The trade gap was still high as different non-tariff barriers continued to limit Bangladesh’s exports to the neighbouring country, said economists and experts.
Bangladesh’s imports from India stood at $4.45 billion in July-March of the FY 2014-2015 whereas exports stood at $396.43 million during the period.
The trade gap in July-March in the FY14 was $4.17 billion with an export figure of $284.49 million and import of $4.45 billion.
A BB official told New Age on Sunday that the trade gap with India decreased in the first nine months of the FY15 as the country’s export earnings from the neighbouring country slightly increased while import remained static.
‘The businesspeople has recently adopted a “wait and see” approach to their business expansion by opening letters of credit for import due to political unrest. For this reason, the imports from India remained static in the first three quarters of the FY15,’ he said.
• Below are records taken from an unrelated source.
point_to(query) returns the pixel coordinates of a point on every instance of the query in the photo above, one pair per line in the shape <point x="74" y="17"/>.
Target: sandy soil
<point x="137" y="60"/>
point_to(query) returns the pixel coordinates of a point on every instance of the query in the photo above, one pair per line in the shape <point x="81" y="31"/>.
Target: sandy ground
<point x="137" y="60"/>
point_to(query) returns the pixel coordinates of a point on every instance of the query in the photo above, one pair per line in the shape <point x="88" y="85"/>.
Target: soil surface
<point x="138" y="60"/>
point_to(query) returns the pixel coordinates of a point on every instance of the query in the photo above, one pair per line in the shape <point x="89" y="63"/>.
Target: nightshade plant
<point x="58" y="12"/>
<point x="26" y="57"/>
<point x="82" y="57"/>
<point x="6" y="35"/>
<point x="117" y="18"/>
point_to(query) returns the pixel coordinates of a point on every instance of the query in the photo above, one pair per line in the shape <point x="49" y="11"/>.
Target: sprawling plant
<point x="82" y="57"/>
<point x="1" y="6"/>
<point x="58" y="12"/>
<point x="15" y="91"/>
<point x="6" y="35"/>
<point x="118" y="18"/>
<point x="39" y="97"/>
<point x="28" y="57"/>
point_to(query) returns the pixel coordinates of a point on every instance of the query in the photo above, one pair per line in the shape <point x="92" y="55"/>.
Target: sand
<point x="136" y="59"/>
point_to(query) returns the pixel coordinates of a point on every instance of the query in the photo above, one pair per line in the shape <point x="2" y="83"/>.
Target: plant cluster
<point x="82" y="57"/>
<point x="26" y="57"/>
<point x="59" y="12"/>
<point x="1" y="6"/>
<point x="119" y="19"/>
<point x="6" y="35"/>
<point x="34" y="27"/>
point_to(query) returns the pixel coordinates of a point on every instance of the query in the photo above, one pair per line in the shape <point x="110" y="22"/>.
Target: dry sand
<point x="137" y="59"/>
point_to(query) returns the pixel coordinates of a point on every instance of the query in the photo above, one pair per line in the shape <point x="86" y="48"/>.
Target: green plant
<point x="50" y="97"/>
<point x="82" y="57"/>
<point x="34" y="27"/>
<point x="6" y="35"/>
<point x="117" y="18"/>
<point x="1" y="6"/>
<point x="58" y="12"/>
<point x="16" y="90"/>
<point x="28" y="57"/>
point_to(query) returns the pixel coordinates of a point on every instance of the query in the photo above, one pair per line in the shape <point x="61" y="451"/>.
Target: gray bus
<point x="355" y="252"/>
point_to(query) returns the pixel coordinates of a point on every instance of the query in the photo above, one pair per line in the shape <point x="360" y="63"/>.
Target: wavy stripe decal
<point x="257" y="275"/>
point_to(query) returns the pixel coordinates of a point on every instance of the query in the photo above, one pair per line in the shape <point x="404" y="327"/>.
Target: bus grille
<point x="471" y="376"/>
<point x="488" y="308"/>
He said that the increased export to India in the first nine months of the FY15 was not satisfactory as Bangladesh posted a paltry export figure of $396.43 million in July-March period of the FY15. The export figure was $284.49 million during the same period of the FY14.
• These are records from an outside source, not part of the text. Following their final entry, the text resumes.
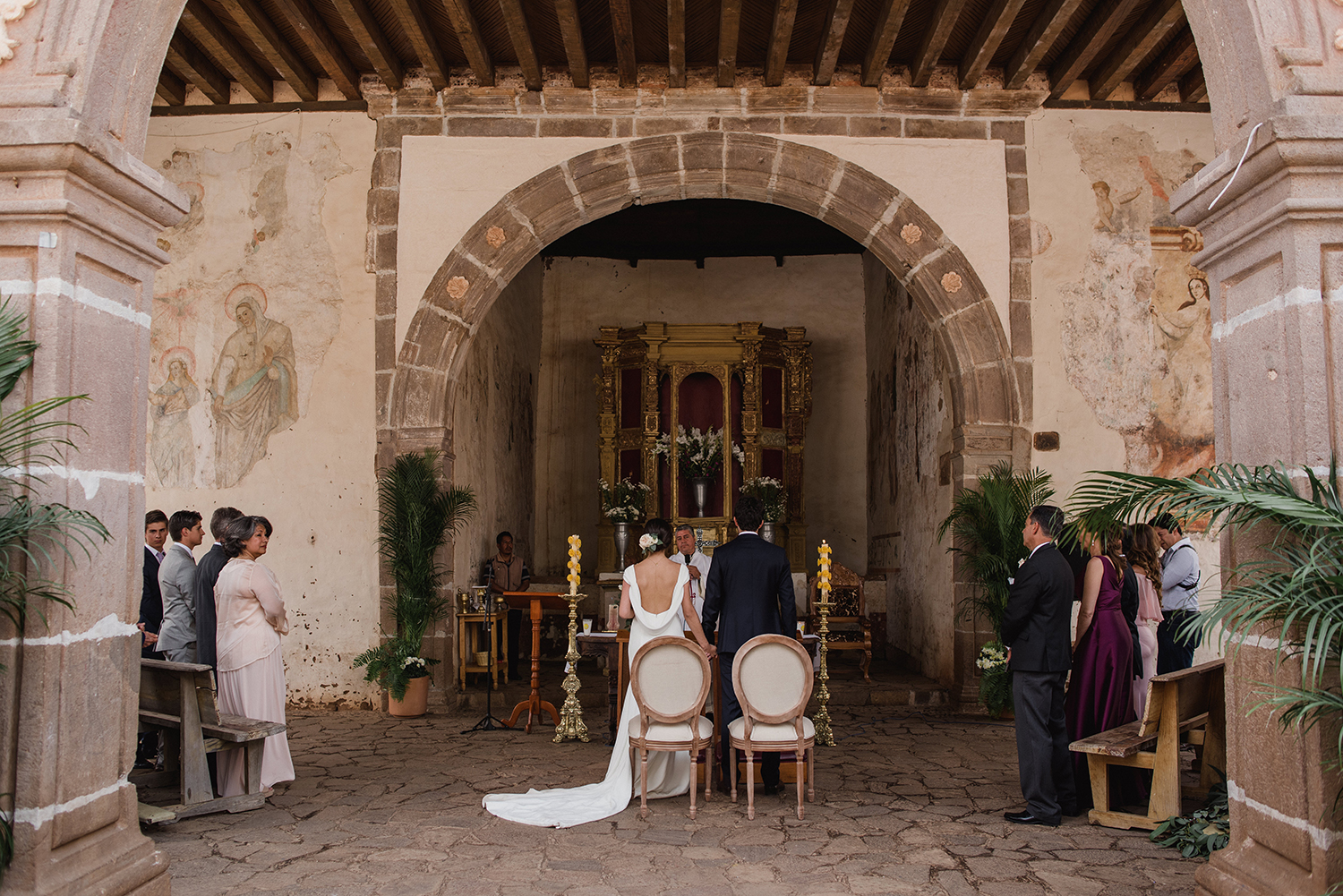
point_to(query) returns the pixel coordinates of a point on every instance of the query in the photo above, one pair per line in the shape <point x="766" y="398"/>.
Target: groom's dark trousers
<point x="748" y="593"/>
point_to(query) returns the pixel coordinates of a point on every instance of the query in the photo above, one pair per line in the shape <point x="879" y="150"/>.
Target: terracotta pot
<point x="415" y="702"/>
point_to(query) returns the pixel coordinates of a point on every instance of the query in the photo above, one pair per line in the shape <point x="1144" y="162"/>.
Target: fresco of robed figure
<point x="255" y="387"/>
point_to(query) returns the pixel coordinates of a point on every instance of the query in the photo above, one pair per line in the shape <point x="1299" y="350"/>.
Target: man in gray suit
<point x="1036" y="630"/>
<point x="176" y="579"/>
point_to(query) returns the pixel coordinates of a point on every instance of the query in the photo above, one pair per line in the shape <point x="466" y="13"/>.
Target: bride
<point x="657" y="597"/>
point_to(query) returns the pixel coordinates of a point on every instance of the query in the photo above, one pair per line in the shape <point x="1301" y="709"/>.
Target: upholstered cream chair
<point x="671" y="678"/>
<point x="771" y="676"/>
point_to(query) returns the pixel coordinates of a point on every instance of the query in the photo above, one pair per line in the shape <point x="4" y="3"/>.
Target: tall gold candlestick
<point x="571" y="713"/>
<point x="825" y="735"/>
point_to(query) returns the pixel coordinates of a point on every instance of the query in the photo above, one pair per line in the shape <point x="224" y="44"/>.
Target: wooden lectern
<point x="537" y="602"/>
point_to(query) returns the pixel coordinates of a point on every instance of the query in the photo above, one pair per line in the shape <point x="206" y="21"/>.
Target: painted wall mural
<point x="1138" y="329"/>
<point x="250" y="260"/>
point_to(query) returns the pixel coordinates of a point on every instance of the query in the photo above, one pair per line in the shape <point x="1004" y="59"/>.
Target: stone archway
<point x="988" y="387"/>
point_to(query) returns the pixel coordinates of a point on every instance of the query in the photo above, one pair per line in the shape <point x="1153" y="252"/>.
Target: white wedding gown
<point x="669" y="772"/>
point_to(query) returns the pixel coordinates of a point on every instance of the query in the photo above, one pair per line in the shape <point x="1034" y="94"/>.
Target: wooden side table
<point x="470" y="640"/>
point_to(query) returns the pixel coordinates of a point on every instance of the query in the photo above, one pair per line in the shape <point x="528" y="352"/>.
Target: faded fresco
<point x="252" y="293"/>
<point x="1138" y="332"/>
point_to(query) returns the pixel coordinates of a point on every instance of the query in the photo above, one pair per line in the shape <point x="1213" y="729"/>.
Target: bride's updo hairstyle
<point x="661" y="531"/>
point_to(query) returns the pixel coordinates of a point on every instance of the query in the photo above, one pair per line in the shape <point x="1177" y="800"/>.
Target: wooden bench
<point x="179" y="699"/>
<point x="1182" y="707"/>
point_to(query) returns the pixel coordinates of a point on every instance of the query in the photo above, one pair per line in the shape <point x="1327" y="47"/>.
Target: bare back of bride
<point x="655" y="595"/>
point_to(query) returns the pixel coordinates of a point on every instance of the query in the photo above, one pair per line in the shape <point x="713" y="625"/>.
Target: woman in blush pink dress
<point x="252" y="672"/>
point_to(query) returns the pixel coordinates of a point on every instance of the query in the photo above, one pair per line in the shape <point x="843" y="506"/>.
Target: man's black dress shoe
<point x="1026" y="818"/>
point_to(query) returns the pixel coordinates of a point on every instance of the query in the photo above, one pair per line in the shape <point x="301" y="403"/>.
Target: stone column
<point x="1273" y="254"/>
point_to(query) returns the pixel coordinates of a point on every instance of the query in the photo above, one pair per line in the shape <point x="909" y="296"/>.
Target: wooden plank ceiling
<point x="235" y="51"/>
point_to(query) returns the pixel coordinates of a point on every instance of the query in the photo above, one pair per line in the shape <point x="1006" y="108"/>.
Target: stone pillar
<point x="1273" y="254"/>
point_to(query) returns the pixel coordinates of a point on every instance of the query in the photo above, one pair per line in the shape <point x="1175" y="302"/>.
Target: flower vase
<point x="414" y="703"/>
<point x="700" y="493"/>
<point x="622" y="543"/>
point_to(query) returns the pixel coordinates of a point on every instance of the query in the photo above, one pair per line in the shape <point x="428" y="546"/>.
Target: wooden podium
<point x="537" y="602"/>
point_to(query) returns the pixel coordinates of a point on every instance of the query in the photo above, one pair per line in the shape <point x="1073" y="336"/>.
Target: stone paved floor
<point x="905" y="804"/>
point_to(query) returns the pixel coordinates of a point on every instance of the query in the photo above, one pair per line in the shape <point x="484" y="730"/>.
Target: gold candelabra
<point x="571" y="713"/>
<point x="825" y="735"/>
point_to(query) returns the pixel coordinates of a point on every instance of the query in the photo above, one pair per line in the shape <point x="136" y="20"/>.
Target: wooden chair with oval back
<point x="671" y="678"/>
<point x="773" y="681"/>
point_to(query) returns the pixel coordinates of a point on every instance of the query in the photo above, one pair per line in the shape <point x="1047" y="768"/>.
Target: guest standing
<point x="1100" y="694"/>
<point x="1036" y="632"/>
<point x="1179" y="597"/>
<point x="176" y="582"/>
<point x="203" y="590"/>
<point x="252" y="672"/>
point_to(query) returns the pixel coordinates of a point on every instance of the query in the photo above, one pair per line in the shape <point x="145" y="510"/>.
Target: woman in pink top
<point x="1144" y="558"/>
<point x="252" y="672"/>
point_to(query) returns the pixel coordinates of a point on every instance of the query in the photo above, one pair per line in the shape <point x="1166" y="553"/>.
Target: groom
<point x="748" y="593"/>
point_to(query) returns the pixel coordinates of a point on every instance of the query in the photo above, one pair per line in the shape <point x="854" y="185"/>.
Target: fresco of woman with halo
<point x="255" y="387"/>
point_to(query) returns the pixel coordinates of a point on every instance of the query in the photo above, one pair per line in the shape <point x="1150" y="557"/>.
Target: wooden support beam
<point x="473" y="45"/>
<point x="567" y="13"/>
<point x="418" y="31"/>
<point x="191" y="62"/>
<point x="171" y="89"/>
<point x="935" y="40"/>
<point x="371" y="39"/>
<point x="781" y="35"/>
<point x="1176" y="58"/>
<point x="1193" y="88"/>
<point x="827" y="54"/>
<point x="986" y="42"/>
<point x="730" y="27"/>
<point x="258" y="27"/>
<point x="520" y="35"/>
<point x="1160" y="19"/>
<point x="220" y="43"/>
<point x="883" y="39"/>
<point x="1042" y="34"/>
<point x="622" y="24"/>
<point x="676" y="43"/>
<point x="314" y="34"/>
<point x="1099" y="29"/>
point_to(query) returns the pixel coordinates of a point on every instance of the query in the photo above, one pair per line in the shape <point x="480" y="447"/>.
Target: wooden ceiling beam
<point x="622" y="26"/>
<point x="827" y="54"/>
<point x="986" y="42"/>
<point x="258" y="27"/>
<point x="889" y="18"/>
<point x="314" y="34"/>
<point x="220" y="43"/>
<point x="1088" y="43"/>
<point x="730" y="29"/>
<point x="171" y="89"/>
<point x="567" y="13"/>
<point x="935" y="40"/>
<point x="184" y="56"/>
<point x="1044" y="32"/>
<point x="1160" y="19"/>
<point x="473" y="45"/>
<point x="781" y="35"/>
<point x="371" y="39"/>
<point x="1176" y="58"/>
<point x="676" y="43"/>
<point x="418" y="31"/>
<point x="520" y="35"/>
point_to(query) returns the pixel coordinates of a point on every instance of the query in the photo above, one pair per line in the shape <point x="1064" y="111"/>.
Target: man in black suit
<point x="748" y="593"/>
<point x="1036" y="632"/>
<point x="203" y="592"/>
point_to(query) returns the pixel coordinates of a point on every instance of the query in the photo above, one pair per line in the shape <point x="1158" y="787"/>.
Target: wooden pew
<point x="1182" y="707"/>
<point x="180" y="700"/>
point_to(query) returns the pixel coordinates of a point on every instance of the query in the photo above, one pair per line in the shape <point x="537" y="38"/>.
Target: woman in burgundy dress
<point x="1100" y="691"/>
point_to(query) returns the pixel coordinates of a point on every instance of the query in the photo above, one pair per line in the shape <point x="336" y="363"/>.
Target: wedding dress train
<point x="669" y="772"/>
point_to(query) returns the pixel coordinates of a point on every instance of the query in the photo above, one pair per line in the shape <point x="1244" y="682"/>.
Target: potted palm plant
<point x="416" y="516"/>
<point x="986" y="525"/>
Policy Research Institute of Bangladesh executive director Ahsan H Mansur told New Age on Sunday that the country had been facing a large trade gap with China and India for a long time due to lower export earnings against higher import payments.
The government should give pressure to India on political ground so that the country’s businesspeople would be able to increase their export items, he said.
Mansur said the commerce ministry should take initiative to avoid non-tariff barriers with India that would help the exporters to increase their items to the neighbouring country.
The government also should take initiative to strengthen Bangladesh Standards and Testing Institution so that the organisation will be able to conduct proper testing of the export products, he said.
The foreign countries will get more confidence to import products from Bangladesh if the products will be tested accurately, Mansur said.
Former finance adviser to interim government AB Mirza Azizul Islam told New
Age earlier that the trade deficit of Bangladesh against India was still high as different non-tariff barriers continued to limit Bangladesh’s exports to the neighbouring country.
The businesspeople have long been raising their concern in this connection but the India’s government is yet to mitigate the problem, he said.
Mirza Aziz said the Bangladesh government should take step to continue discussion with New Delhi with a view to removing the non-tariff barrier.
Besides, the country’s industrial sector has also facing a production crisis due to the recent political unrest and that might have played a role in the large trade deficit between the two countries, he said.
‘It is a natural phenomenon that Bangladesh usually faces a deficit with the neighbouring country considering the volume of India’s economy. But, the size of the deficit it has been maintaining for years is not acceptable,’ Aziz said.